Coming out of COVID-19: how local government climate action can create jobs and build resilient communities
Maya Chorobik is a Senior Community Energy Manager with the Community Energy Association (CEA). Maya supports local governments with climate action planning and project implementation, as well as education and capacity building for staff and elected officials. One of Maya’s areas of focus is coordinating BC Climate Leaders, a multi-year program to engage and activate locally elected officials on high impact climate action through resources such as the Climate Leaders Playbook, peer learning events and coaching. This program is especially relevant to communities that have declared climate emergencies and are ready to take bold action.
Pedalling Toward Recovery
Moreno is a graduate of SFU’s Faculty of Health Sciences, where he completed his thesis research on the Vancouver public bike share system. Today, Moreno coordinates the training of personnel and the logistics of data collection for a variety of public health intervention research studies that contribute to the design of healthier cities.

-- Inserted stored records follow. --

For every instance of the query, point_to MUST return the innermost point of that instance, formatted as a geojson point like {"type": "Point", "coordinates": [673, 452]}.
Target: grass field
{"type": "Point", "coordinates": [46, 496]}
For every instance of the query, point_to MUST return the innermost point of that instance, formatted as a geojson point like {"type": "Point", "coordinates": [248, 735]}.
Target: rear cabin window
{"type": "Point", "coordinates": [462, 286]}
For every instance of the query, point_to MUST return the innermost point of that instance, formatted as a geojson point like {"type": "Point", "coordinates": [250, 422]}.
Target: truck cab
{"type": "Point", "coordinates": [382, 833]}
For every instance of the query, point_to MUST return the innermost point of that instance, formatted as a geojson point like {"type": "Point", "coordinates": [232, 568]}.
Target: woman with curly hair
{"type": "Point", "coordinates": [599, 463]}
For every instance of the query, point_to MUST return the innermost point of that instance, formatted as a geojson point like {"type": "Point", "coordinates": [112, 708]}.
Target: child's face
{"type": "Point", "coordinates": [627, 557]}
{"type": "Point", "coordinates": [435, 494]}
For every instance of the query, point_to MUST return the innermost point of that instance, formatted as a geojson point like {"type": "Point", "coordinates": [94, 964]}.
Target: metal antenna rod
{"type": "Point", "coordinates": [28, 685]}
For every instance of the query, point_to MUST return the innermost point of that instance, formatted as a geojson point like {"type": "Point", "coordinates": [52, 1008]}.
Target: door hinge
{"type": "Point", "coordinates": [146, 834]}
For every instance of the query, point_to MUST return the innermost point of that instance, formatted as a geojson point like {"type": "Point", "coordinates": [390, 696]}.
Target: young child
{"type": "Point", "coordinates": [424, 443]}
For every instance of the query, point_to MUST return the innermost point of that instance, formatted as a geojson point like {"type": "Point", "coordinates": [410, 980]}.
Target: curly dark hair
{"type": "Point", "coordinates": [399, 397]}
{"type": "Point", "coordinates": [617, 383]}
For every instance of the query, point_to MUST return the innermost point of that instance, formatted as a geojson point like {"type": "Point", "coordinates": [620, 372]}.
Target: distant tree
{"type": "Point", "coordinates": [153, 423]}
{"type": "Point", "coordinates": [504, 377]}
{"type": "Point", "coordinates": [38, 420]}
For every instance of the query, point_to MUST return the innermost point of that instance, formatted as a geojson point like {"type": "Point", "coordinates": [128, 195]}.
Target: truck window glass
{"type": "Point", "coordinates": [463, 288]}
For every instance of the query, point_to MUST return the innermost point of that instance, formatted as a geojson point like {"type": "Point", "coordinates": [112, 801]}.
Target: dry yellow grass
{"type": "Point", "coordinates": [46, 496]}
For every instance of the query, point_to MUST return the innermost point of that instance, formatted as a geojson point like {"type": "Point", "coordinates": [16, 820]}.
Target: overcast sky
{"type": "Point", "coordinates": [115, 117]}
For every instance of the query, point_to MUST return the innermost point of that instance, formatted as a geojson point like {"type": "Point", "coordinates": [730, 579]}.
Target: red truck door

Moreno lives in beautiful Metro Vancouver and cycles for most trips using his e-bike. He is active with the cycling advocacy community working to turn research evidence into practice by making the case for higher quality cycling infrastructure and safer streets
Supporting sustainable transport policy post-Covid 19
Public support for climate policies is often considered essential for their successful implementation, and public opposition may prevent governments from implementing strong climate policies, such as with the case of carbon taxation in most jurisdictions. I present results and implications from a survey of Canadian citizens on their awareness, support, and opposition towards three key transport policies considered essential to meeting 2050 climate mitigation goals.
Renée de St. Croix
A New Transportation Plan for Burnaby
Renée de St. Croix has been a city planner, urban designer, and urbanist for over 15 years and is passionate about building better cities for people. She is Senior Planner with the City of Burnaby, BC and is currently the project manager for the new Burnaby Transportation Plan. She is also responsible for major city-wide policy initiatives, community plans, and other special projects for the City. Prior to joining the City, Renée was a planning consultant working in multiple cities across Canada and the United States.